6 thoughts on “Why is NHS Scotland staff absence so much lower?

  1. The ConDem Tories cut the NHS funding £20Billion from 2015 to 2020. Elected to protect the NHS. They cut funding. The NHS needs £10Billion. The Tories have offered £4Billion. They have increased Defence spending £Billions, The SNP Gov have to mitigate the cuts and increased funding in Scotland.


  2. The real problem is we still get our news from “somewhere else”.

    The so called “Scottish media” compliantly stay silent when such blatant lies are being spun. Their salaries and careers are far more important to them than reporting truth.


  3. I suspect that the level of staff absence in NHS Scotland is lower for several reasons – higher staffing levels, clear SG and general public support for the NHS, high levels of trade union membership.

    I know that the ‘professional associations’ get a lot of unchallenged publicity in the media and can be quite venal in their self-seeking statements, but they along with the unions representing other staff levels, are able to defend the working conditions of their memberships.

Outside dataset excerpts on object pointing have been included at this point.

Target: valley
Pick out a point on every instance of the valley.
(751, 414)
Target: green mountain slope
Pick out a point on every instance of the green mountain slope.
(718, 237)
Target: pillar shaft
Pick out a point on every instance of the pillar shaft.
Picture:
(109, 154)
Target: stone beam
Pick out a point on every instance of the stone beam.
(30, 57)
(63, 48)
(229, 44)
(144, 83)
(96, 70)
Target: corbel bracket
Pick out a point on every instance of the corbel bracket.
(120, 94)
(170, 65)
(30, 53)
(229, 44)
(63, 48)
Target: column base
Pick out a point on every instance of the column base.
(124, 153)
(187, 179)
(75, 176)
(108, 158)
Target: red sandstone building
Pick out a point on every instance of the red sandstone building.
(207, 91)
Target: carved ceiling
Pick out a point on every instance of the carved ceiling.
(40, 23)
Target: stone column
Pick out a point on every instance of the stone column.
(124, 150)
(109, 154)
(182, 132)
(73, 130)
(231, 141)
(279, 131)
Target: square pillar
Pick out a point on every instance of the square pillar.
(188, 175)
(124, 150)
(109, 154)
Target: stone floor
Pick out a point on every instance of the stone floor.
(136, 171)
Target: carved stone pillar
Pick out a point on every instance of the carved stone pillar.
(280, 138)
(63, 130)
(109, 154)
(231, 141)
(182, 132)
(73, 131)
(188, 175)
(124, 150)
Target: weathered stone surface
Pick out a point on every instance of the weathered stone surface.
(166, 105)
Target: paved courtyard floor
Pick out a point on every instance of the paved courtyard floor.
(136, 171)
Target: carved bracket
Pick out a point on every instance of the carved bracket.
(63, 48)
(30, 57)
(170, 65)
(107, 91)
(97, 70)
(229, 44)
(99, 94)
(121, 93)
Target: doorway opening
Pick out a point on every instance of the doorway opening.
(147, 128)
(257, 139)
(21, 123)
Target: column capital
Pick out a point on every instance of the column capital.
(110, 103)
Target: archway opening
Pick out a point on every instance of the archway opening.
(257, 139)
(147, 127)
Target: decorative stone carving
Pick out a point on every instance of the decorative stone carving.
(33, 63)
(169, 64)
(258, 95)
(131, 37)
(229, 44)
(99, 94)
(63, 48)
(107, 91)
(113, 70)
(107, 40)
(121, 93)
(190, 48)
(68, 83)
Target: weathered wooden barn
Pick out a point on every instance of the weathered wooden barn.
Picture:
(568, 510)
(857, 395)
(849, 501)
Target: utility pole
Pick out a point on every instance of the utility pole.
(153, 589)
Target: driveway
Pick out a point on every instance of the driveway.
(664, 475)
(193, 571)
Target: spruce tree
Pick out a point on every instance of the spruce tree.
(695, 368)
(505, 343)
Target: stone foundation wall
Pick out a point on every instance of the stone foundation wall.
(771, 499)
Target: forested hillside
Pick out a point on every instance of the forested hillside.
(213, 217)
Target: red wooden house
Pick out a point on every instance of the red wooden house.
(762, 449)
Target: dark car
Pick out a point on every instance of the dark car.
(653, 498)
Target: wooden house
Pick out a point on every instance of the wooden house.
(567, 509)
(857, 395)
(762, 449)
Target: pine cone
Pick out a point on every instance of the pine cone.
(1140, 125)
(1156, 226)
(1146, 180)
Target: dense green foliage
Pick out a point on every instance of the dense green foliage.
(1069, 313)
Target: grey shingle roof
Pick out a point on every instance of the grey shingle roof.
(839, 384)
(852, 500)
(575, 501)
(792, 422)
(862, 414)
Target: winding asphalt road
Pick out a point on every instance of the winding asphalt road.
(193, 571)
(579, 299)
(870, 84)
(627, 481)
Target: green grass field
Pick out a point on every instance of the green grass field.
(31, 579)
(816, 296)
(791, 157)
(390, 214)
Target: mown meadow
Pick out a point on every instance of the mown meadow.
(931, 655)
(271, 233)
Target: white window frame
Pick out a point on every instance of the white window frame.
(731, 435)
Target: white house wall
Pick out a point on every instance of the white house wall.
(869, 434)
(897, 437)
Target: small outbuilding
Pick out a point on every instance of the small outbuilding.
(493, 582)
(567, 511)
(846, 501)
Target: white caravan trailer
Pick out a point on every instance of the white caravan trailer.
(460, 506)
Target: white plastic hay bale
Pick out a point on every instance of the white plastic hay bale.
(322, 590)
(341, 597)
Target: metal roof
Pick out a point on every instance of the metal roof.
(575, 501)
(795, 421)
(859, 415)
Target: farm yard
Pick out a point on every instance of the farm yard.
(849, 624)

    These other unions do not get as much sympathy in the media that the ‘professional associations’ do. (Their members did not go to the ‘right’ schools or attend the sort of dinner parties the ‘professional’ grades do.)

    I suspect, too, that there is a higher level of ‘sense of duty to the community’. The population distribution of Scotland, outside the central belt and the east coast, is sparse and I think this does generate a greater sense of community and the ‘we’re all in this together’. Of course, such a sense is seen in England, too, but, I think the greater density of population and greater degree of movement makes the development of such a sense more difficult. But, even in pretty densely populated areas, such as Lewisham borough in London, there are excellent examples of community self-help. Perhaps the very high degree of multi-ethnicity is a factor: no group, not even ‘white English’, constitutes the majority of the population.

    Liked by 2 people

  4. The BBC’s mis-reporting of quantitative evidence on Covid-19 has become a epidemic in its own right. This morning (31 December), a TODAY presenter on Radio 4 stated this (at c.7.50am), in terms: “More than 23,000 patients in hospital in England and Scotland, above the April peak …. ”

    I haven’t indulged in this ‘useless’ past-time for a while but thought I would for one last time in 2020 – submitting a complaint to the BBC. (So much time on my hands with no family gatherings to plan for this year is my only excuse!)

    “This reporting is inaccurate and a misrepresentation. I am especially concerned with the latter.

    According to UK government data the latest figures for England & Scotland at the time of broadcast are for 29 December. (Source: https://coronavirus.data.gov.uk/details/healthcare )

    The ‘More than 23,000” figure is only found for the whole of the UK, NOT for England plus Scotland: it is for 28th December, the latest available data for all four UK nations.

    On the 28th the actual figures for patients in hospital in (just) England & Scotland were: England = 20,426; Scotland = 1,040 (TOTAL = 21,466). There are later figures available for England & Scotland only, for 29th December: England = 21,787; Scotland = 1,092 (TOTAL = 22, 879). To be accurate, note the totals are less than 23,000!

    The historic comparison made by TODAY is my more SUBSTANTIVE concern. The ‘April peak’ for England for patients in hospital was 12th April. Here are the data for that day: England = 18,974, Scotland = 1,487. So yes, the latest figure for England (at 21,787) is substantially ABOVE this April peak: by stark contrast, the latest figure for Scotland (at 1,092) is substantially BELOW the number on that same 12th April day.

    The peak in terms of patient numbers in Scotland was actually 19 April. On that day the number was 1,520, i.e. 428 more patients than on 29 December (1,092).

    So the lumping of England & Scotland together in a TODAY broadcast to highlight patient numbers exceeding an April peak is: (a) unnecessary – disaggregated data are readily available to BBC researchers/editors; and (b) seriously misrepresents what is actually (factually) occurring across the UK.

    TODAY might consider informing listeners on relevant population ratios for England and Scotland to illustrate even further the stark contrast it hid this morning! ”

    I await a reply with no expectation!